It's undefined behavior if:

* You didn't call `setjmp()` earlier
* You called `setjmp()` from another thread
* You called `setjmp()` in the scope of a variable length array (VLA),
  and execution left the scope of that VLA before `longjmp()` was
  called.
* The function containing the `setjmp()` exited before `longjmp()` was
  called.

On that last one, "exited" includes normal returns from the function, as
well as the case if another `longjmp()` jumped back to "earlier" in the
call stack than the function in question.

### You Can't Pass `0` to `longjmp()`

If you try to pass the value `0` to `longjmp()`, it will silently change
that value to `1`.

Since `setjmp()` ultimately returns this value, and having `setjmp()`
return `0` has special meaning, returning `0` is prohibited.

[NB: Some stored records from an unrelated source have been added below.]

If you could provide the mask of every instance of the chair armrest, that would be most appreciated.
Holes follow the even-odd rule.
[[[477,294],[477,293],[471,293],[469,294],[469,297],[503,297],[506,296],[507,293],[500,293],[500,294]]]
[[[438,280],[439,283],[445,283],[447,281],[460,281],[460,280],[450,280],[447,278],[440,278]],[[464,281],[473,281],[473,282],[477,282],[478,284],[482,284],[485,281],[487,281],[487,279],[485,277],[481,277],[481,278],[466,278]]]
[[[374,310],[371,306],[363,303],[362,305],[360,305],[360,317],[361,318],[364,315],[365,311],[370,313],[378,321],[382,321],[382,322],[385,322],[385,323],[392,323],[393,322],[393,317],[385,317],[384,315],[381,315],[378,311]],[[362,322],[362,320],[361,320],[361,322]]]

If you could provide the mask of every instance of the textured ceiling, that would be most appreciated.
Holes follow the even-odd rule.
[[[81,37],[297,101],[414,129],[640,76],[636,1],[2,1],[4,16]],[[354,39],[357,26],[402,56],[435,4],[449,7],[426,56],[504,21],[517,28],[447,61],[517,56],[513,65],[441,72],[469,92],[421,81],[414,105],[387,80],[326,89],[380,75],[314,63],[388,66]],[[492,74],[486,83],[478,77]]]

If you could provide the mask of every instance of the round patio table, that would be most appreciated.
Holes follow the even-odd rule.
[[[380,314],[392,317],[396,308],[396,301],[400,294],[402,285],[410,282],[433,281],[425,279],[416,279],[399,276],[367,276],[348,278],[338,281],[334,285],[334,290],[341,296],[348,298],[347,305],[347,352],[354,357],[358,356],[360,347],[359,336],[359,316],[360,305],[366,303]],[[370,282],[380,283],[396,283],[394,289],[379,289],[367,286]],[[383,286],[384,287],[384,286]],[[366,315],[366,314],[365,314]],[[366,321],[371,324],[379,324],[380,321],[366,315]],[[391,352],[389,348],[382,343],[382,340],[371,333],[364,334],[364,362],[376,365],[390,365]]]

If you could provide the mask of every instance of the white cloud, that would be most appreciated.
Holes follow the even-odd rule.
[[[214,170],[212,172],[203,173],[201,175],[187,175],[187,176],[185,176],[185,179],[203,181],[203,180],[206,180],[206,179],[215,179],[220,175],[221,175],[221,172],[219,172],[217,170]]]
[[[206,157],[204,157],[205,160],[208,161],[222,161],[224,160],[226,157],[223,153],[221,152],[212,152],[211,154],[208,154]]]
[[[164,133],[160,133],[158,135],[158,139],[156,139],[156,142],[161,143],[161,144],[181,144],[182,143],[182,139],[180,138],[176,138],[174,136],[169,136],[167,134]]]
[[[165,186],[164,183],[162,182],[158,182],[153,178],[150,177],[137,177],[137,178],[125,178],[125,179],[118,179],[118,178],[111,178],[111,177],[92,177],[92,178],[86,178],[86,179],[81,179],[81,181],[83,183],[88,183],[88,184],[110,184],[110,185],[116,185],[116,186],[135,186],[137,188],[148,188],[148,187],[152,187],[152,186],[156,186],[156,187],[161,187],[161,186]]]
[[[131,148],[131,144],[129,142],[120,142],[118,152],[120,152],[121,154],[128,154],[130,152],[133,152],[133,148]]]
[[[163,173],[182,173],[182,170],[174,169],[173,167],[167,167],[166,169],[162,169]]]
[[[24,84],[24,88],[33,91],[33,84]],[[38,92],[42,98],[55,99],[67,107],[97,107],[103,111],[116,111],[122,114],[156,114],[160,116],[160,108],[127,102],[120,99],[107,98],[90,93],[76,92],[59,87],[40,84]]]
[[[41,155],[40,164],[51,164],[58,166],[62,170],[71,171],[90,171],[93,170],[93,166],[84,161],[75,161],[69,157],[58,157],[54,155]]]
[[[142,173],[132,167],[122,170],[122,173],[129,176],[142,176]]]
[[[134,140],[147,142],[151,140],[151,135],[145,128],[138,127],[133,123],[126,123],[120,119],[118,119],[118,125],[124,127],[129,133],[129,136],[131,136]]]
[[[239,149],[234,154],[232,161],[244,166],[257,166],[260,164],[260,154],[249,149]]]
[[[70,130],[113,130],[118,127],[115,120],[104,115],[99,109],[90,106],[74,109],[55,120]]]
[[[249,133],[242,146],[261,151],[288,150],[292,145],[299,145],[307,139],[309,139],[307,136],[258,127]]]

### `longjmp() and Variable Length Arrays

If you are in scope of a VLA and `longjmp()` out there, the memory
allocated to the VAL could leak^[That is, remain allocated until the
program ends with no way to free it.].

Same thing happens if you `longjmp()` back over any earlier functions
that had VLAs still in scope.

This is one thing that really bugged me able VLAs---that you could write
perfectly legitimate C code that squandered memory. But, hey---I'm not
in charge of the spec.